Publié en ligne le 15 juillet 2013 -
par Franck Ramus - SPS n°303, janvier 2013

« La souffrance psychique n’est ni évaluable, ni mesurable ». En prononçant cette phrase en 2004, devant une assemblée de psychanalystes, Philippe Douste-Blazy ne fit rien d’autre que de répéter l’une des tartes à la crème préférées des psychanalystes (toutes écoles confondues), qui leur sert de bouclier magique pour se soustraire à toute évaluation. C’est au nom de cet argument qu’il décida le retrait du site du ministère d’une évaluation collective de l’INSERM portant sur différentes approches thérapeutiques appliquées au soin de troubles mentaux. Qu’en est-il en réalité ?

Commençons par remarquer que la souffrance psychique est déjà largement évaluée et mesurée, dans le cadre des essais cliniques portant sur des médicaments. Personne, pas même un psychanalyste, n’accepterait que l’on mette sur le marché un nouvel antidépresseur sans qu’il ait auparavant fait la preuve de son efficacité. C’est-à-dire sans qu’il ait été démontré que la souffrance psychique des individus prenant ce médicament diminue significativement plus que celle d’individus ayant des troubles similaires prenant un placebo. La souffrance psychique est donc évaluable et évaluée. Pourquoi la même évaluation de la souffrance psychique que tout le monde exige et admet pour des médicaments ne conviendrait-elle pas pour des psychothérapies ?

Le ressenti d’un individu n’appartient qu’à lui-même, mais peut s’exprimer

Le ressenti subjectif d’un individu n’appartient qu’à lui-même. Personne d’autre que lui ne peut prétendre y avoir un accès direct, personne, pas même un psychanalyste, aussi doué soit-il. Quelles que soient les affiliations théoriques, tout le monde admet que le seul moyen d’accéder partiellement à la subjectivité d’un autre est indirect et nécessite de se baser sur ce que l’autre veut bien exprimer de ce qu’il ressent.

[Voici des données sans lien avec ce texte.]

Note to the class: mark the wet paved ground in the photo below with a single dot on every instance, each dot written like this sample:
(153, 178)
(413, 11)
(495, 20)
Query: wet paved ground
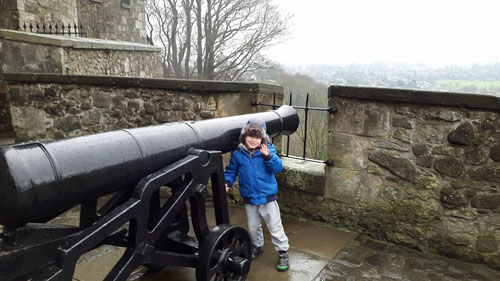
(312, 247)
(318, 253)
(365, 259)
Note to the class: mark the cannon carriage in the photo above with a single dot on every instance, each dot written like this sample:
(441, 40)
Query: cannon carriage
(39, 181)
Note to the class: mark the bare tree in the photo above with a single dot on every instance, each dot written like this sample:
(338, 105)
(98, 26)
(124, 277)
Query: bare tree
(214, 39)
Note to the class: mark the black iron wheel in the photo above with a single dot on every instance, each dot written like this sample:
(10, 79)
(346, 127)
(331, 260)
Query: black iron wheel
(224, 254)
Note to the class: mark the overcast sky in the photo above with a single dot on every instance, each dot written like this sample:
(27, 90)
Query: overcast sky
(433, 32)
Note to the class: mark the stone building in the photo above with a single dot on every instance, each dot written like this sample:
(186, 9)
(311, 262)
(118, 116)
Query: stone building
(421, 169)
(122, 20)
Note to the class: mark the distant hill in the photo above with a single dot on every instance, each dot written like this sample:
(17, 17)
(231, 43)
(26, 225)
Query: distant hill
(468, 79)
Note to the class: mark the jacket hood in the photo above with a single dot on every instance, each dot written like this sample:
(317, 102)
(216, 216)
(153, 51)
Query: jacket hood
(255, 127)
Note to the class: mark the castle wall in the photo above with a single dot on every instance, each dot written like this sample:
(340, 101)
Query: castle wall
(47, 107)
(421, 169)
(113, 20)
(42, 53)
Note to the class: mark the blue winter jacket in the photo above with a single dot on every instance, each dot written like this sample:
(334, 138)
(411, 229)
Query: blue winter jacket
(256, 175)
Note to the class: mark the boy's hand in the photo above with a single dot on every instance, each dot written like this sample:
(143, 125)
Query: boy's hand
(264, 150)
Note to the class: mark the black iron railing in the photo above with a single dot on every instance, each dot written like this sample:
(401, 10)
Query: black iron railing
(57, 29)
(306, 109)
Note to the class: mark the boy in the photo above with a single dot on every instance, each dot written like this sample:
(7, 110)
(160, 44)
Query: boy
(255, 162)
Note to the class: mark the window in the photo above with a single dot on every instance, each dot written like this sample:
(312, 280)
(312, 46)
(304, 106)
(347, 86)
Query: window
(126, 4)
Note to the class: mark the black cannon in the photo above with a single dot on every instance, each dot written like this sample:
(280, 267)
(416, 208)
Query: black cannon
(39, 181)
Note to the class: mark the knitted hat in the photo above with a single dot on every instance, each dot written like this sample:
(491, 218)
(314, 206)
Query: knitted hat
(254, 128)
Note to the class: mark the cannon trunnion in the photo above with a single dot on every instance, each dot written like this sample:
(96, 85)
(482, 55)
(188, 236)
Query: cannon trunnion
(39, 181)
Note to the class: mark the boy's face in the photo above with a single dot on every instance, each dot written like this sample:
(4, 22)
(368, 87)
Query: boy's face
(252, 142)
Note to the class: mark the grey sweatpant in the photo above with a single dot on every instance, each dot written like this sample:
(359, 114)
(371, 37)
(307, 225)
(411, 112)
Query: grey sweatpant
(270, 212)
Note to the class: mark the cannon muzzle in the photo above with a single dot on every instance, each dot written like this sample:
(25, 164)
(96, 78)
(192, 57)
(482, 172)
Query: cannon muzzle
(38, 181)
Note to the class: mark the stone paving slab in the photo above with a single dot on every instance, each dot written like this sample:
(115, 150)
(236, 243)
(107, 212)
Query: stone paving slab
(364, 259)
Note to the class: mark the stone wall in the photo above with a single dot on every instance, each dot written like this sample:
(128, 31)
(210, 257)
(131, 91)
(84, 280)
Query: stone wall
(41, 53)
(47, 107)
(113, 20)
(5, 120)
(420, 169)
(9, 14)
(37, 11)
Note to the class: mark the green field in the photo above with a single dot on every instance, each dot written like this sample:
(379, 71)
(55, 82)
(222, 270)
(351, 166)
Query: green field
(465, 83)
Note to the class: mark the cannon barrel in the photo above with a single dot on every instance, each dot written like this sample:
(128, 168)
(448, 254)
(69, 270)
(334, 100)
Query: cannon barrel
(41, 180)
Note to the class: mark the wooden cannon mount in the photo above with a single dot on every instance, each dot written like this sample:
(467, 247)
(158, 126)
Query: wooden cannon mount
(40, 181)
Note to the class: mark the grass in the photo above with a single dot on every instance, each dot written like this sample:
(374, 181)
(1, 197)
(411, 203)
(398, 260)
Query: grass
(465, 83)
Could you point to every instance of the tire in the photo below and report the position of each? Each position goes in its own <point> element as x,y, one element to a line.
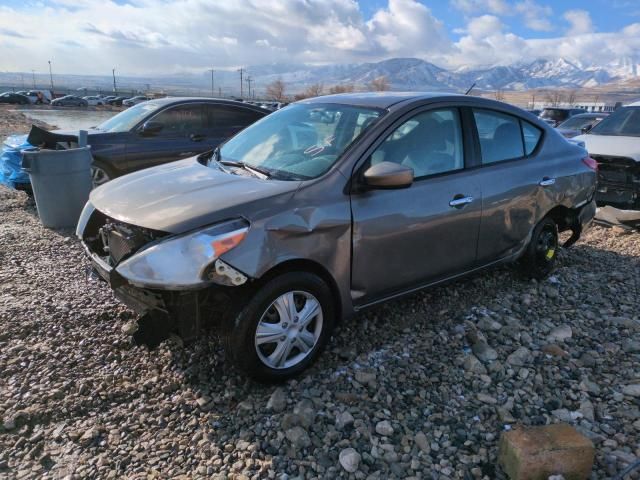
<point>282,334</point>
<point>539,259</point>
<point>101,173</point>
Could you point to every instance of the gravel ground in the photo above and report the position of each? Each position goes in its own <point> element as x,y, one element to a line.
<point>418,387</point>
<point>13,122</point>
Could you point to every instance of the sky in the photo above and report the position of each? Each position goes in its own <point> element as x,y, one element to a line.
<point>144,37</point>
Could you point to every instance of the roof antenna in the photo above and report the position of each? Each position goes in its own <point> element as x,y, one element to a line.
<point>470,88</point>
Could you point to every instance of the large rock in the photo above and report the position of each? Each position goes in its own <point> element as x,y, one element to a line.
<point>560,334</point>
<point>484,352</point>
<point>536,453</point>
<point>519,358</point>
<point>349,460</point>
<point>298,437</point>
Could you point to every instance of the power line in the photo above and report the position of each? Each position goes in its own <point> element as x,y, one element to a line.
<point>51,76</point>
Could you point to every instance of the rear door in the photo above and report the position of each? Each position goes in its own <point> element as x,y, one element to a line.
<point>183,129</point>
<point>224,121</point>
<point>512,174</point>
<point>408,237</point>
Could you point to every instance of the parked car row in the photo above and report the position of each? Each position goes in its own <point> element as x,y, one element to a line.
<point>318,210</point>
<point>614,143</point>
<point>155,132</point>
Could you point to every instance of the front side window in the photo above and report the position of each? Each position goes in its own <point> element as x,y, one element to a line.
<point>429,143</point>
<point>125,121</point>
<point>301,141</point>
<point>225,116</point>
<point>500,136</point>
<point>181,120</point>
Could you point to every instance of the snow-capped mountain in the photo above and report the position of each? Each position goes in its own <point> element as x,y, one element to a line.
<point>416,74</point>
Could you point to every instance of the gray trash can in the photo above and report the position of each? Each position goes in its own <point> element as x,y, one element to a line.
<point>61,182</point>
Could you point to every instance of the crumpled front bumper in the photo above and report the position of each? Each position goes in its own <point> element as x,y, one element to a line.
<point>182,310</point>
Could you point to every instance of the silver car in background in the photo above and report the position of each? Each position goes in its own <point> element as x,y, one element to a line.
<point>329,206</point>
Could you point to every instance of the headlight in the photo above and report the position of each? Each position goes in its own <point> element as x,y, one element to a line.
<point>84,218</point>
<point>180,262</point>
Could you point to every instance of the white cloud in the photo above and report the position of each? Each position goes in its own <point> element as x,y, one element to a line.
<point>534,16</point>
<point>495,7</point>
<point>580,21</point>
<point>154,36</point>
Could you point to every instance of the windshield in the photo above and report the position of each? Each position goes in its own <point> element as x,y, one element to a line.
<point>577,122</point>
<point>623,122</point>
<point>125,121</point>
<point>555,114</point>
<point>301,141</point>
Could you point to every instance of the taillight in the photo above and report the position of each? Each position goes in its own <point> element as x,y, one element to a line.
<point>591,163</point>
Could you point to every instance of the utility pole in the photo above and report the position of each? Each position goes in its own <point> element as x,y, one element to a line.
<point>241,70</point>
<point>51,76</point>
<point>249,80</point>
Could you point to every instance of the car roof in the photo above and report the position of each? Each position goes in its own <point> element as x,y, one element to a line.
<point>180,100</point>
<point>379,99</point>
<point>591,115</point>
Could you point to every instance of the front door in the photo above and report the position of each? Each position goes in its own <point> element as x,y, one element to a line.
<point>182,134</point>
<point>405,238</point>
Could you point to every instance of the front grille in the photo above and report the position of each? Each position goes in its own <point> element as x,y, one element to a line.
<point>115,241</point>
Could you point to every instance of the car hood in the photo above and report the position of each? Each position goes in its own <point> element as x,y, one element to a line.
<point>617,146</point>
<point>50,138</point>
<point>184,195</point>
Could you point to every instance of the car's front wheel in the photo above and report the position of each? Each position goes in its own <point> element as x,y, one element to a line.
<point>282,329</point>
<point>539,259</point>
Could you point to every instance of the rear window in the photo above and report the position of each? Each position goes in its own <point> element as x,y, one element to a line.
<point>623,122</point>
<point>555,114</point>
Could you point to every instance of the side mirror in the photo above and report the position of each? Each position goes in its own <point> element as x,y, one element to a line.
<point>388,175</point>
<point>150,128</point>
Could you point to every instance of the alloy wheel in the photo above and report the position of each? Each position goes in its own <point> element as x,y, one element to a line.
<point>289,330</point>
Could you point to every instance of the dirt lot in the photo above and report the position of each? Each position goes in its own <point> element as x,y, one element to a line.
<point>421,387</point>
<point>13,122</point>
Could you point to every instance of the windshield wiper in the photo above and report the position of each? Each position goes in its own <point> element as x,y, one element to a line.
<point>259,171</point>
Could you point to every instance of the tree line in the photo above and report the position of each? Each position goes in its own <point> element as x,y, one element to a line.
<point>277,90</point>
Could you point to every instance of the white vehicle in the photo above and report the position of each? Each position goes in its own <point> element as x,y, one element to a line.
<point>39,96</point>
<point>94,100</point>
<point>615,144</point>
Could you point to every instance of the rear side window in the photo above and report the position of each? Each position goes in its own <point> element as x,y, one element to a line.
<point>500,136</point>
<point>531,135</point>
<point>181,120</point>
<point>229,116</point>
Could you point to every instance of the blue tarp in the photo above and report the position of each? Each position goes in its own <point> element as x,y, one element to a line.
<point>11,173</point>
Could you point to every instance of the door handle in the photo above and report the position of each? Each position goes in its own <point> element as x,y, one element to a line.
<point>459,201</point>
<point>547,182</point>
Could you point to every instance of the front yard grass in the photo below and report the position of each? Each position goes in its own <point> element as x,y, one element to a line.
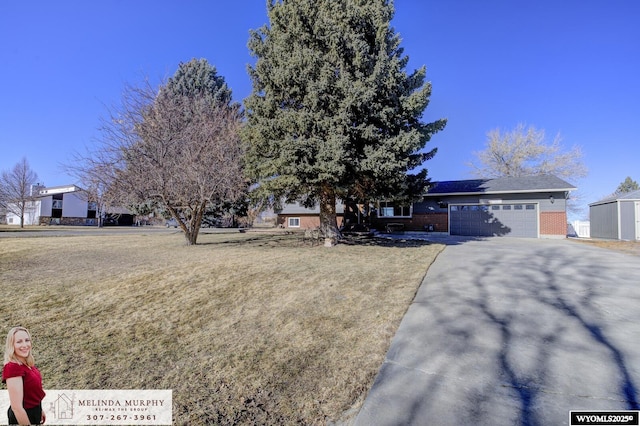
<point>245,328</point>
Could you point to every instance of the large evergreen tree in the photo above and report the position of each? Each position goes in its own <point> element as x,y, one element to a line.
<point>333,114</point>
<point>627,185</point>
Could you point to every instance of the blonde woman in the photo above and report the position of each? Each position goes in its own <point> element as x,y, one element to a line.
<point>23,379</point>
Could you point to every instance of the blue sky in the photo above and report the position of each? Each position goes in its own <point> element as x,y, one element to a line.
<point>570,67</point>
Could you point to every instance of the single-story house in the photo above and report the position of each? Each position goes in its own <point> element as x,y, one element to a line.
<point>63,205</point>
<point>533,206</point>
<point>616,217</point>
<point>296,216</point>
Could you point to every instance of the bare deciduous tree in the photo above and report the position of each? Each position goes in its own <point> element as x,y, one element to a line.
<point>525,152</point>
<point>15,186</point>
<point>182,151</point>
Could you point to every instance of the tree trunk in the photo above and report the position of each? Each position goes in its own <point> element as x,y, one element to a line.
<point>328,219</point>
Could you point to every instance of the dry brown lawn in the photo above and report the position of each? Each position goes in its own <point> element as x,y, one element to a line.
<point>245,328</point>
<point>629,247</point>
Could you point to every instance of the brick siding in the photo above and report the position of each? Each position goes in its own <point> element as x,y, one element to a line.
<point>553,223</point>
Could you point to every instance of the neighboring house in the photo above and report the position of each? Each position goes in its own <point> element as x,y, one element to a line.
<point>534,207</point>
<point>296,216</point>
<point>63,205</point>
<point>616,217</point>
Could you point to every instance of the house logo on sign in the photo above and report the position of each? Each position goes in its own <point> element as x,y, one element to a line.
<point>62,407</point>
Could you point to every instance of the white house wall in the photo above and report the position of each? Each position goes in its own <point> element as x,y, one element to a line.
<point>31,214</point>
<point>74,205</point>
<point>604,220</point>
<point>46,204</point>
<point>627,220</point>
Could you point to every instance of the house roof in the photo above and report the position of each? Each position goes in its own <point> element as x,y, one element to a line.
<point>43,192</point>
<point>503,185</point>
<point>633,195</point>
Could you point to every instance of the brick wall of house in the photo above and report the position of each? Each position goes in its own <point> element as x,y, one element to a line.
<point>553,223</point>
<point>418,222</point>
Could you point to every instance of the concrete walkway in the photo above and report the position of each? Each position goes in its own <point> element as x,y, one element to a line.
<point>514,332</point>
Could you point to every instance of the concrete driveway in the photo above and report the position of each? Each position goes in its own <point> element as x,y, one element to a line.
<point>514,332</point>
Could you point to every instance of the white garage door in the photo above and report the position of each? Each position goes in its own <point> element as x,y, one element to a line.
<point>509,220</point>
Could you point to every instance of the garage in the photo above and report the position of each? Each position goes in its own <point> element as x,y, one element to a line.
<point>482,220</point>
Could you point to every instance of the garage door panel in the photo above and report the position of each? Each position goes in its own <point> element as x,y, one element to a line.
<point>514,220</point>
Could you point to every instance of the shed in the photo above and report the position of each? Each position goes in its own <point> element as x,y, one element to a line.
<point>616,217</point>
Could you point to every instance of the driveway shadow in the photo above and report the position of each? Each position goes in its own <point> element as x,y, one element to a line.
<point>514,332</point>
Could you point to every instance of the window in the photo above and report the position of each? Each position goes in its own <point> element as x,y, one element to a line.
<point>390,209</point>
<point>294,222</point>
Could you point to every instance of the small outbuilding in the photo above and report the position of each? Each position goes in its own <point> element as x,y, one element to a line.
<point>616,217</point>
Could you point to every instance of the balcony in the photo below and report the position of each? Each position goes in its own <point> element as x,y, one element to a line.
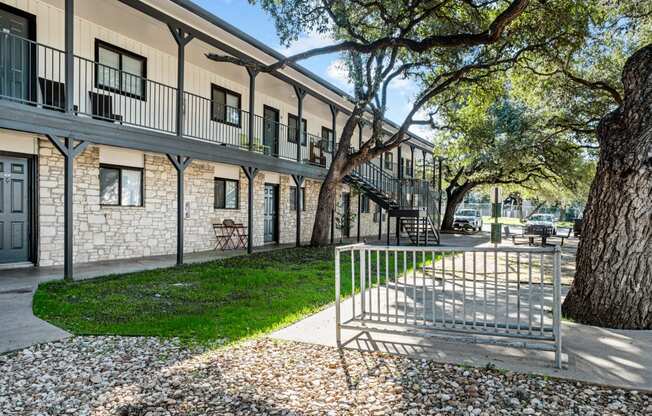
<point>34,74</point>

C’est pour cela que tous les psychiatres, psychologues, et autres psys commencent toujours par écouter la plainte de leur patient, ce qu’il dit de son ressenti subjectif, son histoire, point de départ de toute analyse de sa situation. C’est l’occasion de dénoncer le monopole que la psychanalyse prétend avoir sur la subjectivité. Cette prétention est totalement usurpée : tous les thérapeutes s’intéressent à la subjectivité de leur patient, seule une grande ignorance des autres approches thérapeutiques peut conduire certains psychanalystes à prétendre le contraire. Là où les options théoriques commencent à diverger, c’est dès lors qu’il s’agit d’aller au-delà de ce premier rapport verbal : comment peut-on obtenir plus d’informations, plus fiables, plus pertinentes, sur l’état subjectif de l’autre ? Et surtout, de quelle manière lui venir en aide ?

Évaluer, c’est comparer « avant » et « après »

La seule chose qui compte pour évaluer l’efficacité d’un traitement, c’est d’évaluer l’état du patient avant et après, et la possibilité de cette évaluation ne dépend pas de la nature du traitement. Il s’agit donc d’être capable d’évaluer, objectivement, de manière fiable, si le patient se sent mal, si le patient se sent bien, s’il se sent mieux après qu’avant traitement. Et comme expliqué plus haut, pour évaluer ce qu’il ressent, il faut le lui demander. C’est d’ailleurs ce que fait tout clinicien. Mais bien sûr, toute la difficulté méthodologique réside dans la manière de le lui demander.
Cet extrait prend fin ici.